Conforme se infere do que antecede, o R. reconhece expressamente o direito da A. a auferir “os prémios por perda de rendimento referentes aos anos de 2003, 2004 e 2005, no valor total de € 16.942,08” – os quais, de resto, são objecto de encontro de contas com o montante que o R. decidiu ter sido indevidamente recebido pela A. – e os prémios de manutenção respeitantes a 2003 e 2004, no valor de EUR 5.038,00, atinentes às parcelas 4 e 5, limitando-se a condicionar o seu pagamento à regularização, pela A., da decisão de reposição de EUR 3.992,08.

Ora, tendo em conta que, na parte em que reconhece o direito da A. a auferir tais montantes, esse acto se revela inimpugnável, e que, bem assim, a única condição a que o R. adstringia o pagamento desses valores deixará de existir na ordem jurídica, nos termos e com os fundamentos que supra se expenderam, dúvidas não restam a este Tribunal acerca do direito da A. à percepção de tais valores, em cujo pagamento se condenará o R., a final, conforme peticionado.

Finalmente, e no que tange ao pedido de condenação do R. ao pagamento dos custos associados à garantia bancária constituída pela A. (cf. facto 5. firmado supra), tendo em vista a suspensão de eficácia do acto ora impugnado, facilmente se conclui que o mesmo deverá, de igual modo, ser julgado procedente, atento o princípio de responsabilização civil extracontratual do Estado e demais entidades públicas que se encontra postulado no artigo 22.º da CRP – princípio esse que, de resto, subjaz ao artigo 171.º do Código de Procedimento e de Processo Tributário (compêndio para o qual remete o artigo 50.º, n.º 2, do CPTA), aí se admitindo genericamente a possibilidade de indemnização em caso de garantia indevida.

Com efeito, é inequívoco que os prejuízos que a A. terá sofrido com a prestação da garantia bancária sub judice – a quantificar, eventualmente, a posteriori – apresentam um nexo causal com a prática de um facto ilícito e culposo (consistente na prolação do acto administrativo impugnado, que aqui se anulará a final), desse modo estando observados os pressupostos cumulativos para a responsabilização extracontratual civil do R., nos termos consignados no Decreto-Lei n.º 48051, de 21.11.1967, e no artigo 483.º do CC.
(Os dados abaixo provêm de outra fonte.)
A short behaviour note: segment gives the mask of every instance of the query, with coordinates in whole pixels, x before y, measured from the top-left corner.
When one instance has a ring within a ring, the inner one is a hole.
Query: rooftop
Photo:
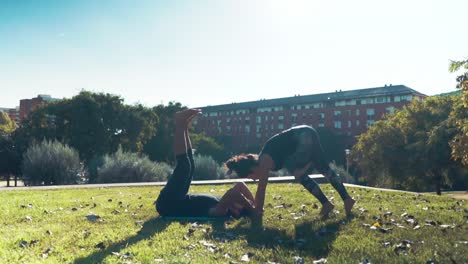
[[[210,110],[210,109],[211,110],[235,110],[239,108],[270,107],[270,106],[288,105],[288,104],[309,104],[309,103],[314,103],[314,102],[324,102],[327,100],[346,100],[346,99],[397,95],[397,94],[415,94],[415,95],[425,96],[425,94],[422,94],[416,90],[413,90],[405,85],[391,85],[390,84],[390,85],[385,85],[383,87],[356,89],[356,90],[349,90],[349,91],[337,90],[331,93],[296,95],[292,97],[283,97],[283,98],[275,98],[275,99],[261,99],[258,101],[205,106],[201,108],[205,110]]]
Conforme salienta o R., a possibilidade de suspensão de eficácia de acto administrativo mediante a prestação de garantia é, efectivamente, um direito alternativo de que os impugnantes dispõem, expressamente previsto no n.º 2 do artigo 50.º do CPTA, que os habilita a evitar o cumprimento de uma decisão que reputam de ilegal: não é, assim, uma figura ad hoc, sem consagração legal, que se encontre sujeita a mero capricho ou criatividade petitória das partes.

O facto de a A. ter ao seu dispor meios processuais urgentes não obsta, de forma alguma, à responsabilização civil extracontratual do R., tendo em vista o ressarcimento das despesas em que a A. incorreu tendo em vista a suspensão de eficácia de um acto que, a final, se veio a revelar ilegal, nos termos e com os fundamentos que acima se aduziram.
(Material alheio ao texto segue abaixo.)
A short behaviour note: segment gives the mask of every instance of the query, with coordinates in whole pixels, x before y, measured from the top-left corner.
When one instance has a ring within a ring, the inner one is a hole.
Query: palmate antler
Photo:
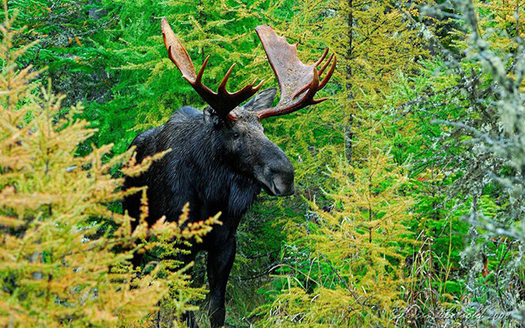
[[[277,36],[271,27],[259,25],[255,30],[263,44],[264,51],[281,89],[279,104],[275,107],[258,111],[257,117],[259,120],[295,112],[308,105],[318,104],[327,99],[314,99],[314,96],[317,91],[324,88],[332,77],[337,63],[335,54],[332,54],[318,71],[317,67],[326,58],[328,48],[317,62],[308,66],[303,64],[297,56],[297,45],[291,45],[286,42],[284,36]],[[323,74],[332,59],[334,62],[330,70],[319,83],[319,76]]]
[[[222,79],[217,92],[213,92],[210,88],[202,84],[202,75],[210,56],[208,56],[204,60],[204,63],[202,63],[199,73],[195,74],[195,67],[193,66],[193,62],[191,61],[188,52],[175,36],[175,33],[173,33],[166,18],[162,18],[161,25],[164,44],[166,45],[166,49],[168,49],[168,56],[171,61],[177,65],[182,73],[182,77],[191,84],[193,89],[195,89],[202,99],[204,99],[204,101],[215,110],[223,121],[231,124],[231,121],[235,121],[237,118],[230,114],[230,111],[257,93],[264,81],[261,81],[261,83],[255,87],[254,81],[237,92],[228,92],[226,90],[226,82],[228,82],[228,78],[235,67],[235,64],[233,64]]]
[[[312,65],[305,65],[297,56],[297,45],[288,44],[285,37],[278,37],[269,26],[257,26],[256,31],[281,89],[281,100],[279,104],[275,107],[258,111],[257,117],[259,120],[271,116],[288,114],[308,105],[318,104],[327,99],[314,99],[314,96],[332,77],[337,62],[335,54],[332,54],[318,71],[317,67],[326,58],[328,49],[325,50],[317,62]],[[226,90],[226,82],[235,67],[235,64],[233,64],[224,76],[217,92],[213,92],[202,84],[202,75],[210,57],[208,56],[204,60],[199,72],[195,73],[195,67],[188,52],[175,36],[175,33],[173,33],[166,18],[162,18],[162,35],[166,49],[168,49],[168,56],[171,61],[177,65],[182,76],[215,110],[219,117],[231,126],[237,118],[231,114],[230,111],[257,93],[264,81],[261,81],[257,86],[254,86],[254,81],[235,93],[229,93]],[[323,80],[319,82],[319,76],[325,71],[332,59],[334,61],[330,70]]]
De resto, sempre importará notar que, ainda que a A. tivesse interposto uma providência cautelar, caso a mesma merecesse vencimento, sempre seria o R. condenado ao pagamento das respectivas custas processuais, nos termos gerais de direito, pelo que seria uma alternativa que não se mostraria isenta de custos na sua esfera.

Entende, porém, o Recorrente que a sentença errou na interpretação que fez do art. 7.º da citada Portaria, sendo que no caso concreto a execução do projecto revelou-se inviável, em três das parcelas, havendo que excluir as mesmas do projecto e proceder a uma alteração dos pagamentos neste previstos, apurando um resultado assente num novo cálculo apenas considerando a área em boas condições vegetativas, com os inerentes pagamentos.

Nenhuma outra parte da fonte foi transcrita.